The research also uncovered some more personal history concerning Gott. In 1848, he married Mary Drury, a widow, in Scarborough. She died in 1860, aged 47, and the following year Gott married his late wife’s sister, Emma, in London. At this time, although the marriage of a widower to his sister-in-law was widely accepted, it was illegal and this might explain why it took place away from Yorkshire, where they could avoid scrutiny and minimise the risk that Gott’s reputation could be called into question.
What does DeMaso hope people will take from the research? She said: “That this is a very significant hoard that deserves to be in the limelight, both for its large quantity of finds and the quality. Both of those things are very important. Also that research on artefacts or finds already in museums can bring a lot of value and understanding to areas that we may not know about. Endless avenues of research can be done on existing collections.”
Gerrard said: “This project has shown the value in revisiting old discoveries and we’re delighted to have the opportunity to work alongside the Yorkshire Museum to understand more about this extraordinary collection and who Thomas Gott was. It’s good to know that more than 150 years on, our research has helped tell a fascinating, if complex, part of the story about this remarkable discovery.”

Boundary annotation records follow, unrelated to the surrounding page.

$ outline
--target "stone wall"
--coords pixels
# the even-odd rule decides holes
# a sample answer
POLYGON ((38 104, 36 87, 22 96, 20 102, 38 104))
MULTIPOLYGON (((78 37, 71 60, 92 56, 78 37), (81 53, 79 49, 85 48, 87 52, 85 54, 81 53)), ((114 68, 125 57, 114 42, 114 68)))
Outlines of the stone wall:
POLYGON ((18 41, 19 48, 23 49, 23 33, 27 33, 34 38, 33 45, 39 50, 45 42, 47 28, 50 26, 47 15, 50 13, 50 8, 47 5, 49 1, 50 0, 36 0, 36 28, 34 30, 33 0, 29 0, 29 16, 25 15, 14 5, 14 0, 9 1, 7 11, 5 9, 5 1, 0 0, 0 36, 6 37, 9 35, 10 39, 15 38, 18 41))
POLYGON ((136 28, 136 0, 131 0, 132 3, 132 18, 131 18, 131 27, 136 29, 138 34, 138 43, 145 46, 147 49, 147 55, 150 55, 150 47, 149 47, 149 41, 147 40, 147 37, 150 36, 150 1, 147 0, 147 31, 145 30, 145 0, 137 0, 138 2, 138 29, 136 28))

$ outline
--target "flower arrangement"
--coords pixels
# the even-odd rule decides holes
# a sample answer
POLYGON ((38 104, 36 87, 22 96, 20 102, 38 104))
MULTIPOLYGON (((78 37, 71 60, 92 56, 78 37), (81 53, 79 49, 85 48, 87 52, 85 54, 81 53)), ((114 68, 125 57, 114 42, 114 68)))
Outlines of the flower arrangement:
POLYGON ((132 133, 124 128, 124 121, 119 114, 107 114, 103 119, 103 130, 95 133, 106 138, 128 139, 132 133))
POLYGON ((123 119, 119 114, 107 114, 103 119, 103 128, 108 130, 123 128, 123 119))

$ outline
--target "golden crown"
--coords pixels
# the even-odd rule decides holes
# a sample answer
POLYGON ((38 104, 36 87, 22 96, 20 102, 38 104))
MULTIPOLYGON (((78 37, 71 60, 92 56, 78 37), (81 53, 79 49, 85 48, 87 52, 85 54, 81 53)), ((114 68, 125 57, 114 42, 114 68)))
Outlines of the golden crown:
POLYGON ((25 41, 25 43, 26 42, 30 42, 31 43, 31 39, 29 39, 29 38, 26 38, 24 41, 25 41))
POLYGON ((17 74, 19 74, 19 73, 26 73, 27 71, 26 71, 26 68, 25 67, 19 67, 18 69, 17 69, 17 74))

The Yorkshire Museum’s Old Collections, New Questions project, which inspired the study, seeks to carry out innovative research across the museum’s extensive Roman holdings. Commenting on the Knaresborough Hoard findings, Adam Parker, the museum’s curator of archaeology, said: “The excellent work undertaken by Newcastle University has unlocked the research potential of these objects for the first time and will allow us to tell their story more completely.”